Sementara aku hanya memutar bola mata, jengah dengan semua omelan ibuku. Begitulah ibuku, terlalu parno dengan urusan jodoh. Padahal artis Korea Song Hye Kyo menikah di usia tiga puluhan santai saja. Tante Risma juga menikah di usia 34 tahun baik-baik saja.

"Arimbi, sepertinya nggak pernah ada teman yang datang menemuimu. Kenapa?" Tiba-tiba Mbak Ike bersuara membuyarkan lamunanku sembari masih duduk santai di kusen jendela selama aku melukisnya.

Aku meringis mendengar pertanyaan Mbak Ike. "Aku jarang ada teman, Mbak," sahutku.

"Ah, masa sih!" Mbak Ike setengah tak percaya.

Namun, pembicaraan tak berlanjut karena lagi-lagi aku tak menanggapinya dengan serius dan sibuk melukis. Membicarakan perihal sahabat membuatku teringat sebab mengapa aku enggan menjalin persahabatan. Masa di mana kebanyakan orang bilang indah dan tak terlupakan; masa SMA. Bagiku, masa itu adalah masa kelabu di mana aku sering menjadi korban pembodohan. Pikiranku menerawang, teringat masa kelam remaja.

**

Suasana di sebuah taman bacaan senyap. Semua sibuk menghadap buku yang mereka pegang masing-masing. Kuhirup aroma kertas; ritual aneh yang aku lakukan sebelum aku membuka dan membacanya. Atau terkadang aku fokus menatap jalanan melalui jendela ruangan dengan dimensi cukup luas ini.

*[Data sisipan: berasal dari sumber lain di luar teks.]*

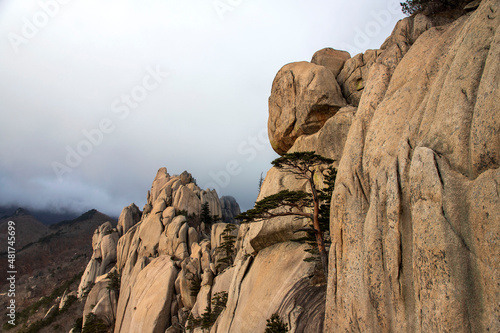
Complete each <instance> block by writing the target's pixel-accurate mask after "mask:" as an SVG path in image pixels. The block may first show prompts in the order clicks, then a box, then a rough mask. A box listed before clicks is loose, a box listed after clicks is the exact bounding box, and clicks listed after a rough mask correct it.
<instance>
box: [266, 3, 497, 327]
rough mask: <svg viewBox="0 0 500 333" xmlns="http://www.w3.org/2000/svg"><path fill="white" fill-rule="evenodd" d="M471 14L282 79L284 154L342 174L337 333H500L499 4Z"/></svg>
mask: <svg viewBox="0 0 500 333" xmlns="http://www.w3.org/2000/svg"><path fill="white" fill-rule="evenodd" d="M478 4H479V6H478ZM467 9H468V13H467V14H465V15H462V16H460V17H450V16H449V15H448V16H446V15H441V16H434V17H428V16H424V15H422V14H419V15H416V16H412V17H408V18H406V19H404V20H401V21H400V22H398V24H397V25H396V27H395V29H394V31H393V33H392V34H391V36H390V37H389V38H388V39H387V40H386V41H385V42H384V44H383V45H382V46H381V48H380V49H377V50H368V51H366V52H365V53H364V54H358V55H356V56H354V57H353V58H348V57H346V56H345V53H342V52H339V51H336V50H332V49H325V50H320V51H318V52H317V53H316V54H315V55H314V57H313V59H312V61H311V63H306V62H299V63H293V64H288V65H286V66H284V67H283V68H282V69H281V70H280V72H279V73H278V74H277V76H276V79H275V81H274V82H273V89H272V93H271V97H270V98H269V110H270V118H269V136H270V139H271V143H272V146H273V148H274V149H275V150H276V152H278V153H279V154H282V153H284V152H293V151H307V150H315V151H316V152H318V153H320V154H322V155H324V156H327V157H330V158H333V159H335V160H336V161H337V162H336V163H338V164H337V165H338V175H337V179H336V187H335V191H334V193H333V197H332V205H331V207H332V209H331V219H330V223H331V238H332V246H331V249H330V252H329V257H330V258H329V259H330V268H329V279H328V291H327V296H326V314H325V315H326V319H325V331H326V332H470V331H472V332H488V331H489V332H491V331H499V330H500V316H499V314H500V289H499V285H498V281H500V273H499V261H498V258H499V254H500V253H499V252H500V243H499V241H500V229H499V222H500V198H499V191H498V186H499V179H500V178H499V177H500V173H499V171H498V170H499V169H498V166H499V163H500V112H499V102H500V92H499V90H498V84H499V78H500V70H499V62H498V59H500V57H499V52H500V37H499V36H500V30H499V29H498V25H499V21H500V17H499V13H500V12H499V2H498V1H494V0H483V1H482V2H481V1H476V2H475V4H470V5H469V6H468V8H467ZM333 66H335V67H333ZM326 69H330V71H327V70H326ZM330 73H332V74H333V75H334V76H335V79H336V80H332V75H330ZM343 99H344V100H345V102H343ZM311 132H312V133H311ZM268 177H273V178H274V177H275V178H281V179H282V180H280V181H278V182H277V183H280V184H287V185H285V187H291V188H294V186H296V185H297V184H293V183H292V181H288V182H287V181H286V176H283V175H280V174H279V172H278V171H277V170H271V171H270V172H269V173H268ZM266 180H267V179H266ZM277 190H278V189H277V188H276V189H273V190H272V191H271V192H275V191H277ZM269 194H271V193H269Z"/></svg>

Taman bacaan ini memang milik perorangan. Boleh membaca di tempat bila ingin gratis, atau sekadar duduk dan menikmati camilan dan minuman ringan di cafe pojok taman bacaan. Halaman yang cukup asri ditumbuhi pohon kersen dan aneka bunga anggrek yang tergantung rapi di teras. Itu sebabnya aku suka mangkir duduk di sini, dekat di jendela sembari membaca buku dan sesekali mengamati halaman yang asri.

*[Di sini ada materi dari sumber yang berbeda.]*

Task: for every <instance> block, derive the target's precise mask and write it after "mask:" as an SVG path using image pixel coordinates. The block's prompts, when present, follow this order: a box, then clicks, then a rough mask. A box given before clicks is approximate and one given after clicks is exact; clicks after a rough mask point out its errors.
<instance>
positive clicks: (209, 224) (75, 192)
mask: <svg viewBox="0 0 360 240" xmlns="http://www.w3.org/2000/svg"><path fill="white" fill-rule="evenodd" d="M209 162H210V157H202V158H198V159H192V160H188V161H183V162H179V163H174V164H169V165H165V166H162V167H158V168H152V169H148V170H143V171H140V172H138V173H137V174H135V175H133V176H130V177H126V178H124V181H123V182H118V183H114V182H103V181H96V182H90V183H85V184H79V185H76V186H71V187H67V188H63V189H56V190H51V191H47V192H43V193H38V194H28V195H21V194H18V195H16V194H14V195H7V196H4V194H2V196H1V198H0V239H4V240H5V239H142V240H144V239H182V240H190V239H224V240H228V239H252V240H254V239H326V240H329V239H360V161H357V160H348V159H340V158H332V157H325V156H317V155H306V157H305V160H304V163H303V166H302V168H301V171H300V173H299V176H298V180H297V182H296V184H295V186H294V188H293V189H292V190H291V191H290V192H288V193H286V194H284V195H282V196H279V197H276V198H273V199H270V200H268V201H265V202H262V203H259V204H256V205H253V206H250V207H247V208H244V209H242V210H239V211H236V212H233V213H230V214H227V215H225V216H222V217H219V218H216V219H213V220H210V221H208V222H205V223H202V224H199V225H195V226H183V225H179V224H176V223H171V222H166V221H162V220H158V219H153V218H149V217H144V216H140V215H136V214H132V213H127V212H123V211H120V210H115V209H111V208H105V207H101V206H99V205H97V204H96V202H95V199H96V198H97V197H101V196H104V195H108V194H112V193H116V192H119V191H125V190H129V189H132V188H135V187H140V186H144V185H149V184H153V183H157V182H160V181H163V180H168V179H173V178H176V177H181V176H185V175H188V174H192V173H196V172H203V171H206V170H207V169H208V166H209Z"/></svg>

Cafe books ini sudah lama berdiri, hanya saja jarang sekali peminat pembaca buku. Hingga banyak buku di sini yang tampak masih klimis tanpa tekukan di sudutnya karena jarang tersentuh. Selain buku ada juga di sisi yang lain menyewakan DVD aneka film, baik luar atau dalam negeri.

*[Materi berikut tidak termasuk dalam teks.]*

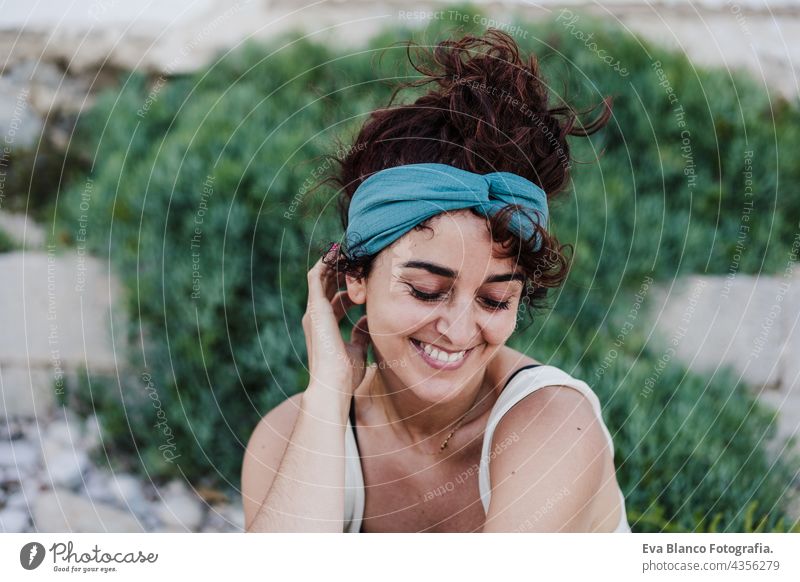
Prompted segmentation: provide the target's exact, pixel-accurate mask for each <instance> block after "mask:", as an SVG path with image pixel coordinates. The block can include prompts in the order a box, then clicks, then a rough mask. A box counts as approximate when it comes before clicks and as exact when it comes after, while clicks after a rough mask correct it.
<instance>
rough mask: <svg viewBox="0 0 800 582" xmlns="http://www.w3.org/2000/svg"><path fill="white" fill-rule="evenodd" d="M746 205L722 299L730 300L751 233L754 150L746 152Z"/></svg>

Aku baru saja akan menutup buku komik dan meyeruput milkshake cokelat, ponselku berdenting sekali. Aku memutar bola mata dengan jengah. SMS dari Mita atau Nina mungkin. Mereka adalah teman satu kelas yang lumayan dekat denganku. Sering pergi jalan bersama ke mall, salon, festival band atau nonton kakak kelas yang kece badai main 3 on 3 di lapangan basket. Mereka berdua hobi melakukan hang out seperti itu. Aku, sih, hanya ikut saja. Lebih tepat dibilang seperti obat nyamuk belaka.